Outside Lands 2015
Here’s what we loved most:
The live powerhouse that is Speedy Ortiz picked up the party personality left behind by The Sam Chase on the Panhandle stage and compelled the early Outside Lands revelers to stop, listen, and even dance. As one of very few female-led bands at Outside Lands, Speedy Ortiz grabbed onto every minute attributed to their live performance and set the expectations high for the remainder of Friday’s acts. With killer renditions of “The Graduates” and “Silver Spring,” Speedy Ortiz is the perfect festival band. Sadie Dupuis’s captivating lyrics are never lost in the band’s punch-you-in-the-chest indie rock reveling, and no one holds and thrashes a guitar quite like Sadie.
As St. Vincent started her set, Karl the Fog rolled in which seemed fitting for her display of delightfully dark art rock. Anne Clark was one of eight female-solo acts throughout the entire weekend, and her performance eclipsed every act that took the Lands End stage after her. To pick one, two or even three top songs from her set is impossible. Every note she plays and lyric she sings resonates with the crowd and her fans. She should have been headlining. Even Karl the Fog seemed upset that St. Vincent was not headlining Friday.
Honorable Mention – First Aid Kit
The only all-female band at Outside Lands 2015 put on a show for the lovers of live music who ventured out to Golden Gate Park. First Aid Kit’s delivery on “My Silver Lining” couldn’t have been more fitting. From the opening lyrics, “I don’t want to wait anymore; I’m tired of looking for answers. Take me some place where there’s music and there’s laughter” to the lyrics that made the perfect statement about the current lack of female musicians and bands being booked for Outside Lands, “Be it for reason, be it for love. I won’t take the easy road. Show me the silver lining, I try to keep on keeping on,” First Aid Kit kept it lighthearted and made fans remember why we love them so much.
Kevin Parker and the boys from Australia put out a brilliant piece of POP music this year with Currents, but their live set on Saturday was reminiscent of their psyche guitar-based sound of their first two records. Even the tracks on Currents were beefed up with more prominent guitars. Parker’s voice was strong and clear throughout. “Elephant” was one of the best tracks of the weekend, and the Lands End crowd was going crazy.
The standout track from Kendrick’s classic record Bitch Don’t Kill My Vibe got an amazing sing-along at the Twin Peaks stage from Saturday’s co-headliner, but it was the fire breathing urgency of “m.a.a.d City” that brought us goose bumps. It was spooky and urgent. Of any of the performers all weekend, K. Dot got the most unconditional love. Even when his set sputtered a bit towards the tail end, fans chanted his name and encouraged him on. He has a rare mix of aggression, idealism, and vulnerability that hasn’t resonated with folks (especially on the West Coast) since the late, great Tupac. His followers are maniacal and knew every complicated rhyme scheme by heart.
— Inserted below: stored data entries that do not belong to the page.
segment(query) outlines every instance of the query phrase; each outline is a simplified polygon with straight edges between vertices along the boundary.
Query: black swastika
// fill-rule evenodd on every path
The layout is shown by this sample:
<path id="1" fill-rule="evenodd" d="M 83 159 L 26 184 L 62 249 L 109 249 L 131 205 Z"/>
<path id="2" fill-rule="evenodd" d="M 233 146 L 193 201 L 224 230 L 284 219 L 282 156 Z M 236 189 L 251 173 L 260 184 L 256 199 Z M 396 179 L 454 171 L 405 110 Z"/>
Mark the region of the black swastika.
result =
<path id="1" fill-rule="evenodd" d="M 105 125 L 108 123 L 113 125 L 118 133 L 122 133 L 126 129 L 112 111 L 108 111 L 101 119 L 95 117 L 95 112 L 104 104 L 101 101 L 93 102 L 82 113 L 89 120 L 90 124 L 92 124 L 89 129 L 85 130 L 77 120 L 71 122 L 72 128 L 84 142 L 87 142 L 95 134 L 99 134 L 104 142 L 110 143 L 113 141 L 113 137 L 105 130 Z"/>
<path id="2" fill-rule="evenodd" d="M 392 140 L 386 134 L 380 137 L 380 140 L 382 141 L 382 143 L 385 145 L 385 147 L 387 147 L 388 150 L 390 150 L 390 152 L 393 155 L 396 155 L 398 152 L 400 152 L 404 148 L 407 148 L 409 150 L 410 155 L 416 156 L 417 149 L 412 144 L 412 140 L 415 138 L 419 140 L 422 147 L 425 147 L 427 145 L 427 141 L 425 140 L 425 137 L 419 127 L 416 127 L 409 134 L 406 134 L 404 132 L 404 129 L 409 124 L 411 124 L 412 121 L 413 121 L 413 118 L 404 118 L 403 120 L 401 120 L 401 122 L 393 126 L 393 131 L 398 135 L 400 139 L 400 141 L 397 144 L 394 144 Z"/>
Sky Ferreira is FOR REAL. She’s poised to take over the world, and put on arguably the best set of the weekend. Showcasing tracks from last years’ very good Night Time, My Time, she commanded the stage, fully in control of her her sex appeal and filled the entire valley near the Sutro Stage with her powerful vocals. She has the ability to tightrope sunny pop (“I Blame Myself”) and a harder, darker vibe of “You’re not the One” with ease. “Heavy Metal Heart” was so damn good, and the fans that chose her over Hot Chip, who was performing at the same time slot on the Lands End stage, were thoroughly rewarded.
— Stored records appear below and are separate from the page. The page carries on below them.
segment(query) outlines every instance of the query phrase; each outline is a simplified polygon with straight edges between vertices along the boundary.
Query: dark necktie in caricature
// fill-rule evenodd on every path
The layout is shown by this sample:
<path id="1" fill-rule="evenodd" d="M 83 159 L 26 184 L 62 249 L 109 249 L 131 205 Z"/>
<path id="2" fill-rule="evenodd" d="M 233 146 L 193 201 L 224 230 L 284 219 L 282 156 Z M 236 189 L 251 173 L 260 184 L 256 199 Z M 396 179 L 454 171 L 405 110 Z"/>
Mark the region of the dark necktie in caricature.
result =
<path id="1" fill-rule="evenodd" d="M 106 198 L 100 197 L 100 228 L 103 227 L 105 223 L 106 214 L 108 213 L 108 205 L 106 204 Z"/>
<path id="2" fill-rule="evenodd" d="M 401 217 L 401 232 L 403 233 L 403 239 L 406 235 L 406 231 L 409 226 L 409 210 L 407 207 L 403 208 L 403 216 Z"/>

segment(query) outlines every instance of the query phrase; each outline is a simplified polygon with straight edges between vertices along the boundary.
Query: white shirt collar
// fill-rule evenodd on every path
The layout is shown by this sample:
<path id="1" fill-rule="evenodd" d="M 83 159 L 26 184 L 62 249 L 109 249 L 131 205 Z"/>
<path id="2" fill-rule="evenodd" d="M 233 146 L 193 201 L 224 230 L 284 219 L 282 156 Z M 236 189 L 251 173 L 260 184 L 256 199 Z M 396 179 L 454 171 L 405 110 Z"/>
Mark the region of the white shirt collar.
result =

Dan Snaith of Caribou put on the best “sounding” set of the weekend. It was surprising how well his music translated (which is technically electronic music, but best heard on a pair of great headphones) to an outdoor setting as expansive as Outside Lands. The flutes and tight drums of “Mars” sounded as good live as they do on the record. “All I Ever Need” had the Twin Peaks crowd moving. Snaith served as the best example of bridging the past (live instrumentation), the present, and future (electronic music and sampling). The people got what they wanted (Dancing! Neverending dancing!!), but the dueling drummers and the capable band backing Snaith gave us high end musicianship as well.